Bisnis.com, JAKARTA — Bank sentral Thailand memangkas suku bunga acuannya untuk pertama kalinya dalam lebih dari empat tahun. Kebijakan ini merupakan langkah mengejutkan mengingat bank sentral tersebut telah lama menolak seruan pemerintah untuk melonggarkan kebijakan moneter.
Mengutip Bloomberg pada Rabu (16/10/2024), Bank of Thailand (BOT) memberikan suara 5—2 untuk memotong tingkat pembelian kembali satu hari sebesar seperempat poin persentase menjadi 2,25% pada pertemuan hari Rabu.
Sebanyak lima dari 28 ekonom yang disurvei oleh Bloomberg memproyeksikan pemangkasan suku bunga tersebut. Adapun, BOT terakhir kali melakukan penurunan suku bunga pada Mei 2020.
Dua anggota Komite Kebijakan Moneter BOT menyerukan agar suku bunga dipertahankan tidak berubah. Tingkat suku bunga di Thailand dipertahankan pada 2,5% sejak kuartal keempat tahun lalu.
Komite tersebut juga mengatakan ekspektasi inflasi masih sesuai target. Mereka memperkirakan inflasi inti tahun ini sebesar 0,5%.
Bank sentral secara konsisten memberi isyarat bahwa mereka tidak akan mudah menyerah pada tekanan pemerintah untuk menurunkan suku bunga dan meningkatkan perekonomian.

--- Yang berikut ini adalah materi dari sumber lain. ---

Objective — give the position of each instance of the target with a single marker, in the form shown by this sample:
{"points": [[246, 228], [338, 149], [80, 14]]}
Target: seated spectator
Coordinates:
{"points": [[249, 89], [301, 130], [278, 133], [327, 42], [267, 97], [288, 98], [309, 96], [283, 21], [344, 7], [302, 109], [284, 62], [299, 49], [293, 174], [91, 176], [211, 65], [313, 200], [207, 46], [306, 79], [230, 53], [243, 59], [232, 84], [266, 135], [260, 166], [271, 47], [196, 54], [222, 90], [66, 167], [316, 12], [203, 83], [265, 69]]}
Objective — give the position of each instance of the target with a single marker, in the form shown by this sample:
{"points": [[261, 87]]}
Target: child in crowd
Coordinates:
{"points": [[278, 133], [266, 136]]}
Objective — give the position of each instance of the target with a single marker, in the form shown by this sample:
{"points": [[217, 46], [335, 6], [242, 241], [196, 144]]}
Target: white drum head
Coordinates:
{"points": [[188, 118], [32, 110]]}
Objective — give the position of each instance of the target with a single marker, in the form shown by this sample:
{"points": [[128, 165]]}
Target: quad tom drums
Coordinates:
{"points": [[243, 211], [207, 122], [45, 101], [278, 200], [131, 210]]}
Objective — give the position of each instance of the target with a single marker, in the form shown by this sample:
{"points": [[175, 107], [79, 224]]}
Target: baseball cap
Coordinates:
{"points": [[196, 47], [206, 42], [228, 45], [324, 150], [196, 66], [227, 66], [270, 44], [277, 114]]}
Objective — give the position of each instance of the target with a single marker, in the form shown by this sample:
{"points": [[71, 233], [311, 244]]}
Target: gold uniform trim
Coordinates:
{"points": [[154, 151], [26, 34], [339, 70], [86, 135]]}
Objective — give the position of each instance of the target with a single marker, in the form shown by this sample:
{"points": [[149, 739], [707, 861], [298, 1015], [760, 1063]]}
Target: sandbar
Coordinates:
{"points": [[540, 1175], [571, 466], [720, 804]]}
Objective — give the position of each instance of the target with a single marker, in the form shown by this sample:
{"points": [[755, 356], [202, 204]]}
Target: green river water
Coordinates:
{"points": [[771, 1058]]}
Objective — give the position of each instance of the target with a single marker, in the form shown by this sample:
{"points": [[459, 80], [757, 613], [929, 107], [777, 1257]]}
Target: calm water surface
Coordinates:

Gubernur BOT Sethaput Suthiwartnarueput akhir bulan lalu mengatakan sangat penting bagi bank sentral untuk memiliki independensi dalam menetapkan kebijakan moneter.
Baca Juga
Hanya beberapa jam sebelum keputusan tersebut, Menteri Perdagangan Pichai Naripthaphan menyerukan pemotongan 50 basis poin tahun ini. Federasi Industri Thailand juga menegaskan kembali seruannya untuk pengurangan 25 basis poin untuk meringankan beban keuangan bagi dunia usaha.
Kurs mata uang Baht merosot ke sesi terendah terhadap dolar AS menyusul keputusan penurunan suku bunga tersebut pada 33,384 per dolar. Sementara itu, pasar saham Thailand memperpanjang kenaikannya.
Perdana Menteri baru Paetongtarn Shinawatra melanjutkan agenda pendahulunya untuk lebih mengontrol bank sentral. Meskipun dia tidak secara langsung mendorong penurunan suku bunga, para menteri di kabinetnya telah berulang kali menyerukan biaya pinjaman yang lebih rendah, dengan alasan inflasi yang rendah dan kekuatan mata uang baht.
Mata uang lokal menguat 14% pada kuartal terakhir, membuat ekspor negara tersebut lebih mahal dibandingkan pesaingnya.
Meskipun negara dengan ekonomi terbesar kedua di Asia Tenggara ini tumbuh dengan laju tercepat dalam lima kuartal pada periode April—Juni, negara ini masih tertinggal dibandingkan negara-negara tetangganya, tertatih-tatih oleh utang rumah tangga yang sangat besar dan sektor manufaktur yang terpuruk akibat impor murah yang sebagian besar berasal dari China.